Dayan tidak mungkin lupa peristiwa meja digebrak itu. Rupanya Rendi sendiri menyebutnya aksi labrak, bukan sekadar gertak sambal karena kesal sekelas lagi dengan Dayan. Dayan tercengang. "Gue kira itu cuma karena lo—kalian semua—udah muak liat muka gue."

"Emang," kata Adit lugas. "Siapa yang nggak muak disusahin terus?"

Dayan meringis. "Thanks, Dit, atas kejujurannya." Ni anak diem mulu tapi sekalinya ngomong nyelekit amat, anjir.

"Setelah kalian berantem dan disidang di BK itu, Rendi beberapa kali dipanggil Bu Rianti. Berapa kali tuh, Ren? Tiga kali ada, ya? Disuruh ngepoin kalo-kalo lu ada 'kelainan'," Nawang mengucapkan kata terakhir sambil mengekspresikan tanda kutip dengan jari tangan. Dayan jadi ingat Om Daniel pun pernah mendadak berlaku seperti konselor untuk mencari tahu apa ia betulan "berkebutuhan khusus" seperti yang diprasangkakan beberapa guru. Orang-orang tua itu sungguh sok tahu.

"Gua bilang lu cuma males-malesan aja. Tapi Bu Rianti tetep ngerapatin itu. Katanya buat ngedatengin psikolog."

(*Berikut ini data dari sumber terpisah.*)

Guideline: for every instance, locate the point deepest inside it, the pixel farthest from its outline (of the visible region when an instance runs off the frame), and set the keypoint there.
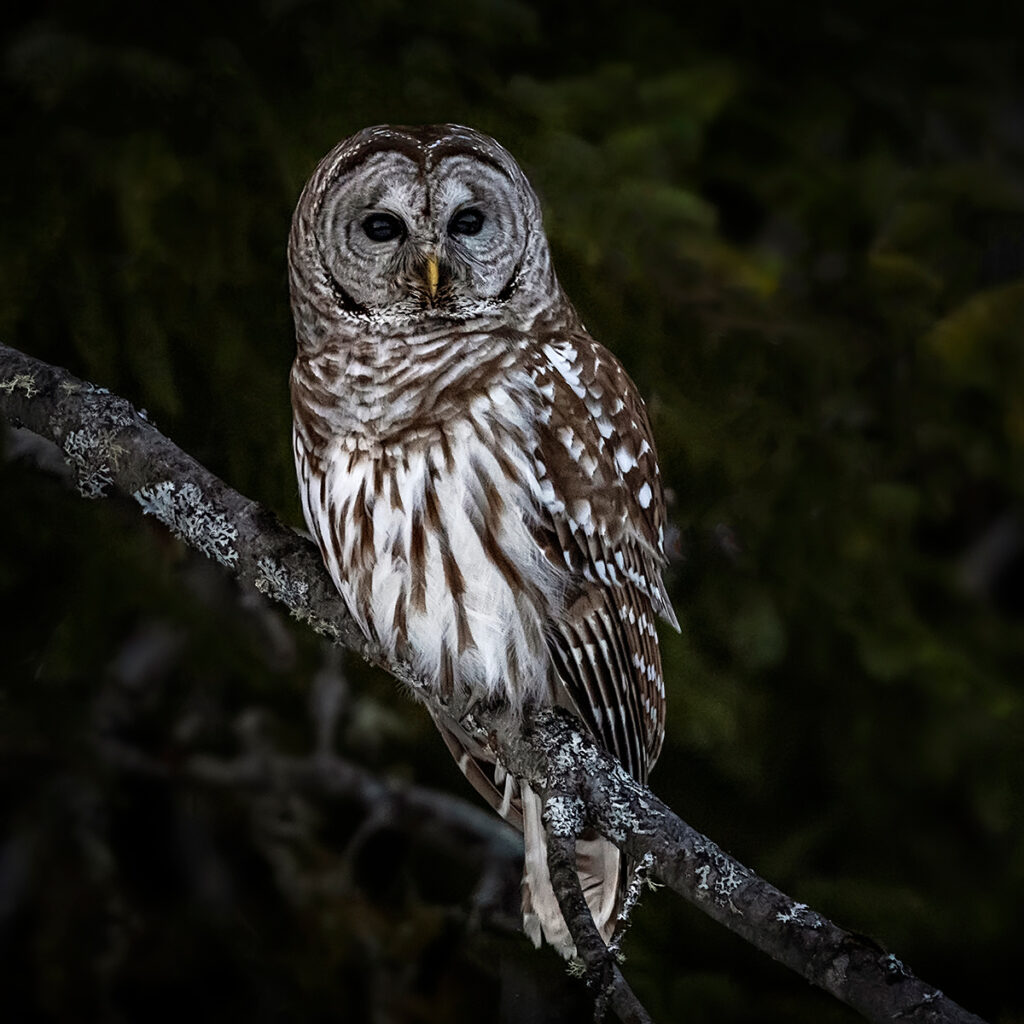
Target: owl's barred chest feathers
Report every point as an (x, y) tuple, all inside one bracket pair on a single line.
[(426, 493)]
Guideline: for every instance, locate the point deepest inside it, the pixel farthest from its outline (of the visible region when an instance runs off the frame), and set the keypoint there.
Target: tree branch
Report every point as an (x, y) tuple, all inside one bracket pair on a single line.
[(110, 444)]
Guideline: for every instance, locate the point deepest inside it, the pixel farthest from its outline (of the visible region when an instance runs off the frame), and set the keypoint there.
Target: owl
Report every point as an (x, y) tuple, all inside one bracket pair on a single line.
[(478, 472)]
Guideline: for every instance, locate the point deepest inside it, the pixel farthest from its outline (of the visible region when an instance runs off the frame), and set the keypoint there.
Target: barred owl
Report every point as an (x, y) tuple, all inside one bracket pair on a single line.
[(478, 472)]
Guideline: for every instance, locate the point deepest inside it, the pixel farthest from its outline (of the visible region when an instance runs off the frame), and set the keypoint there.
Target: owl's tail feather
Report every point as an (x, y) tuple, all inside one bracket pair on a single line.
[(599, 865), (598, 862)]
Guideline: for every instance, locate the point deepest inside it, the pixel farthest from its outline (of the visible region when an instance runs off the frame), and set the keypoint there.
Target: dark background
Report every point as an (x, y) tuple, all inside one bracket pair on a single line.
[(802, 228)]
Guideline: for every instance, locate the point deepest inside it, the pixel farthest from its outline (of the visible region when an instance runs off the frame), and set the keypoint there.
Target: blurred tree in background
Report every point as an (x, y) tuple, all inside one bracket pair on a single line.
[(801, 227)]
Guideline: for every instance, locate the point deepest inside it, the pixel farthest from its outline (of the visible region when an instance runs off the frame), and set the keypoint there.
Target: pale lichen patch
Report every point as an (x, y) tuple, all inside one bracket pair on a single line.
[(20, 382), (274, 581), (799, 913), (94, 457), (720, 876), (192, 518), (563, 815)]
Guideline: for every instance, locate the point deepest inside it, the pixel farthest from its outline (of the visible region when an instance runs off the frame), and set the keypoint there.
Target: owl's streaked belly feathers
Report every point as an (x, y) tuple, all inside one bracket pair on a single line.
[(430, 544)]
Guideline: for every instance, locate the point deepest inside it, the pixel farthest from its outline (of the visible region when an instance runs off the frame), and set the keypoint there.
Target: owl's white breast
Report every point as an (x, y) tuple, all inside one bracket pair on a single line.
[(392, 522)]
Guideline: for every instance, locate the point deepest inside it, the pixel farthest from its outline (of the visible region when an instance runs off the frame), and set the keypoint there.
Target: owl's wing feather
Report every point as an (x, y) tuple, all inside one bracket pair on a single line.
[(604, 517)]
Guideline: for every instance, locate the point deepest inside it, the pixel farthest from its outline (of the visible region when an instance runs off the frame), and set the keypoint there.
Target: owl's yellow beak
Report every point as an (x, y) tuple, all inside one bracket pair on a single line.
[(431, 275)]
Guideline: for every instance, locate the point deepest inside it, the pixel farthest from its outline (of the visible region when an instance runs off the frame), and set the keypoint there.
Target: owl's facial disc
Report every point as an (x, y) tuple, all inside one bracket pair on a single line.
[(402, 240)]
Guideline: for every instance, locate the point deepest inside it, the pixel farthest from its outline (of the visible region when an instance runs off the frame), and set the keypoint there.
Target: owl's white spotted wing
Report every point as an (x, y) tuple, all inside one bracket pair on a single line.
[(604, 519)]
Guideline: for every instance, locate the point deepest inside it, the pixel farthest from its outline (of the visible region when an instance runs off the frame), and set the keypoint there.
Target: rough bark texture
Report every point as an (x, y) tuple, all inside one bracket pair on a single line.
[(110, 444)]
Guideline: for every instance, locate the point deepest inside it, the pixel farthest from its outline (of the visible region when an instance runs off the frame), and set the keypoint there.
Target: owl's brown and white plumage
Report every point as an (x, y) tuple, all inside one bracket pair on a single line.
[(478, 472)]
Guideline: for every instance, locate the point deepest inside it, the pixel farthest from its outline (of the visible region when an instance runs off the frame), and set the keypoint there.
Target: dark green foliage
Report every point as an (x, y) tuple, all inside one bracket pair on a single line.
[(802, 229)]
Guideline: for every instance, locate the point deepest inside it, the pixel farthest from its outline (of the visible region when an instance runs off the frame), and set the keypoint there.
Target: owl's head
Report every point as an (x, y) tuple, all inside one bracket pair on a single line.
[(400, 224)]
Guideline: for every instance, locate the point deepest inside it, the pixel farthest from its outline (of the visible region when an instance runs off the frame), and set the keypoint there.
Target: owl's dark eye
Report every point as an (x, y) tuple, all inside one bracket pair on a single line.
[(466, 222), (383, 227)]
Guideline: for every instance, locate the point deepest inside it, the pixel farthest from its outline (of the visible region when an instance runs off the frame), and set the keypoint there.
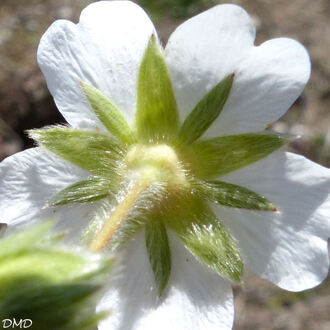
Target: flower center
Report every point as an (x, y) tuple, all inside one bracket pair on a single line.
[(157, 163)]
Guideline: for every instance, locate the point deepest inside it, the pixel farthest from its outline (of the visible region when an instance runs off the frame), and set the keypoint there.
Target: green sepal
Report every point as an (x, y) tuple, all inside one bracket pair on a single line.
[(126, 231), (111, 117), (92, 151), (206, 237), (82, 192), (159, 252), (211, 158), (206, 111), (20, 241), (232, 195), (157, 116)]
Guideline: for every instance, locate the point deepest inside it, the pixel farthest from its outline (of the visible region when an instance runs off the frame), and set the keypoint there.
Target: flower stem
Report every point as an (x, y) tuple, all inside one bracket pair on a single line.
[(101, 240)]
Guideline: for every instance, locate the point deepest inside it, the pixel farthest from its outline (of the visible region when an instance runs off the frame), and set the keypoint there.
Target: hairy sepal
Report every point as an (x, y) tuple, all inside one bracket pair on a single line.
[(111, 117), (206, 111), (96, 152), (157, 116), (232, 195), (205, 236), (159, 251), (212, 158), (84, 191)]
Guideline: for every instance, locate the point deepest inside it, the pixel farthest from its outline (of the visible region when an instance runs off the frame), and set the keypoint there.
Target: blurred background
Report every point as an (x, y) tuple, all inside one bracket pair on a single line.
[(25, 103)]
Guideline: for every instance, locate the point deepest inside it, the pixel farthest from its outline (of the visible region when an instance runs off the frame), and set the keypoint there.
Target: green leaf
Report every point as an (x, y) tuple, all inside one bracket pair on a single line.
[(157, 116), (214, 157), (48, 283), (206, 237), (111, 117), (159, 252), (206, 111), (82, 192), (95, 152), (63, 265), (233, 196)]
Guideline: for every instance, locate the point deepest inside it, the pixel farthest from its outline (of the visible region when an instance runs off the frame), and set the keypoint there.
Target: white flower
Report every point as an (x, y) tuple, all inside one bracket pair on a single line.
[(106, 49)]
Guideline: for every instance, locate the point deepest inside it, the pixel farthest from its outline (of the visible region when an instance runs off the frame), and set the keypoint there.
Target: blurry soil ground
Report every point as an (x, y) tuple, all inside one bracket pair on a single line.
[(25, 103)]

Ah .... Si Nona Psikolog cantik.

Dayan mengerjap-ngerjap, melongo, manggut-manggut. Peristiwa-peristiwa beberapa minggu terakhir terangkai secara kronologis dalam kepalanya dan tiba-tiba segalanya jadi masuk akal. "Trus karena alasan yang sama—mengawasi atau memantau gue atau apalah itu—gue jadi dimasukin ke kelompok ini. Am I correct?"

"Partly," Tirta yang menjawab, pipinya menggembung sebelah karena mengunyah nasi dan rendang. "Makanya kalo pembagian kelompok tugas tu jangan bolos. Malah enak-enakan tidur siang kayak anak TK."